Influencing community behaviour by your leadership

By hari · Jun 2, 2006 ·
  1. hari
    One of the few aspects of forum management that many admins take for granted is in fact the most important aspect of community administration - leadership. A lot of community administrators take for granted the fact that their admin status somehow bestows upon them an aura which puts them in a position of respect from where the members would follow them unquestioningly.

    While it's one thing having the power of administration, it's completely a different story as to how your power actually influences community behaviour. Because no forum software gives you a way to control behaviour on your forum. Sure you can edit, delete, move, lock and such, but ultimately are you using those powers more as a way to clean the mess left behind by disgruntled members or are you able to affect your community by the way you conduct yoursel? I think this is very important. Certainly I'm not advocating that a community leader doesn't need the control. Certainly he does. But it does not automatically follow that those who wield this power will gain the trust and respect of your community members.

    So how then do you influence community behaviour? I'll try and share a few thoughts on this.

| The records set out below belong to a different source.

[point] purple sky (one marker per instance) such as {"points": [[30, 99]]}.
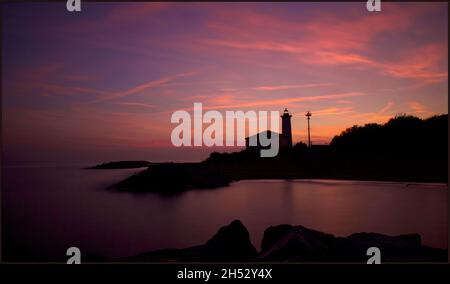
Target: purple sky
{"points": [[102, 84]]}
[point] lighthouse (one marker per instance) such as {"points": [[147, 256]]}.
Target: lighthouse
{"points": [[286, 130]]}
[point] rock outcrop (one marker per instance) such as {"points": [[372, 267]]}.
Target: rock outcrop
{"points": [[286, 243], [230, 243], [289, 243]]}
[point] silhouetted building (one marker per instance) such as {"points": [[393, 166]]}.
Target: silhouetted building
{"points": [[285, 138], [286, 127]]}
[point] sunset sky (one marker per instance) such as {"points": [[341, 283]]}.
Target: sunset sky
{"points": [[102, 84]]}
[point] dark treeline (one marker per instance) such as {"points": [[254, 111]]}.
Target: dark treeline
{"points": [[406, 148]]}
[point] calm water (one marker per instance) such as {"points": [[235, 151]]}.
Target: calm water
{"points": [[48, 209]]}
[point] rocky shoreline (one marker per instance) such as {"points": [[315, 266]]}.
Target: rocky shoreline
{"points": [[286, 243]]}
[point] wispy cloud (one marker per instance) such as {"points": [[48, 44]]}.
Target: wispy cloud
{"points": [[135, 104], [287, 87], [142, 87]]}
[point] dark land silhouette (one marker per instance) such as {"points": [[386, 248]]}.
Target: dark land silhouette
{"points": [[122, 165], [286, 243], [406, 149]]}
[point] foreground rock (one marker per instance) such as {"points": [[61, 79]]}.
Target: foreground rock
{"points": [[286, 243], [289, 243]]}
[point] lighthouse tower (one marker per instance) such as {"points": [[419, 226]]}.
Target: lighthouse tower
{"points": [[286, 130]]}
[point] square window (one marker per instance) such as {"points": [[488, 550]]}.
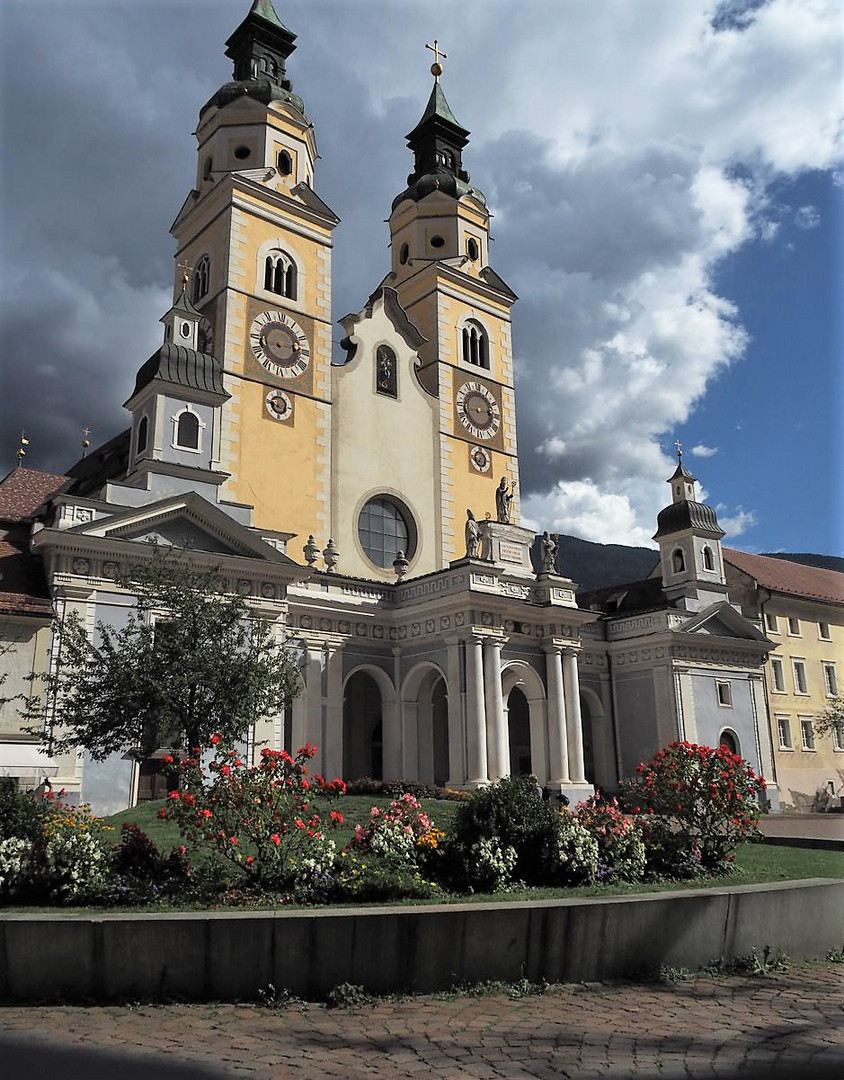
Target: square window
{"points": [[801, 684], [777, 675]]}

    Choose your staff team carefully

    Choosing the right team is one of the most difficult aspects of community administration. It doesn't help if you appoint the first ten members of your newborn community as moderators. It's hard enough to judge people over a period of time, but it can be near impossible to pick the best members by choosing a moderation team when you don't need one.

    Here are some qualities of ideal staff members:
    • Won't "flip-flop" on issues. People who stay relatively neutral when controversial topics are discussed or stay away from them.
    • Won't take themselves too seriously and are able to exhibit a sense of humour.
    • Are emotionally stable and secure. Believe me, I can judge how moods can affect posting behaviour over a period of time. Observation is a very good guide to judge this.
    Stick to a small team initially. Try and pick people who are on the same wavelength as you are. This can either be easy or difficult based on how well you can judge people. But most people who've been online for a while have an instinct about the right people. You can develop this by observing how people post on your forum.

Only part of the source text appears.